Europe has frameless cabinets while America uses framed. Framed cabinets have a face frame that is visible from the front view while unframed cabinets are attached directly to the corner of the cabinets and not to the front frame. When going for a contemporary look, use frameless; if you want a traditional look use framed. Frameless cabinets are easier to maintain but harder to install.

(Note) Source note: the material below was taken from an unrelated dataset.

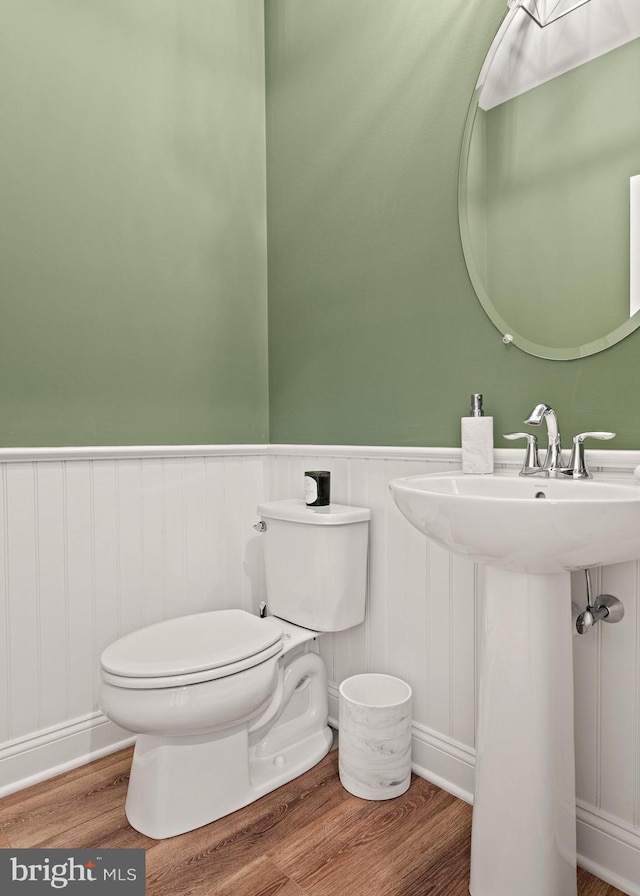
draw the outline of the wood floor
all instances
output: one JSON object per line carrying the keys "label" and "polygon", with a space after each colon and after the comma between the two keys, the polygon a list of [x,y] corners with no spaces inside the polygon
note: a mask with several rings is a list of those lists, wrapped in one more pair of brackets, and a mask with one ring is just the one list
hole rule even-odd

When purchasing a house or apartment in the US, appliances and light fixtures are usually sold with the house, but in Germany for example they are taken with the previous owner. You have to buy all new appliances when moving unless you have them from previous homes. Hardware is different too. For example, door hardware in America has circular knobs while in Germany they have handles. Window screens are common in America while in Europe shutters are more prominent. Window operability is different where Americans typically use a sliding mechanism vertically or horizontally and Europe uses hinged or swinging. Lastly, if you have ever traveled to Europe you will know that power sources and voltages are different. Europe uses 220 volt 50 hertz while the US uses 110 volt 60 hertz. Our way of doing it is supposed to be safer than the European way because our voltage is lower.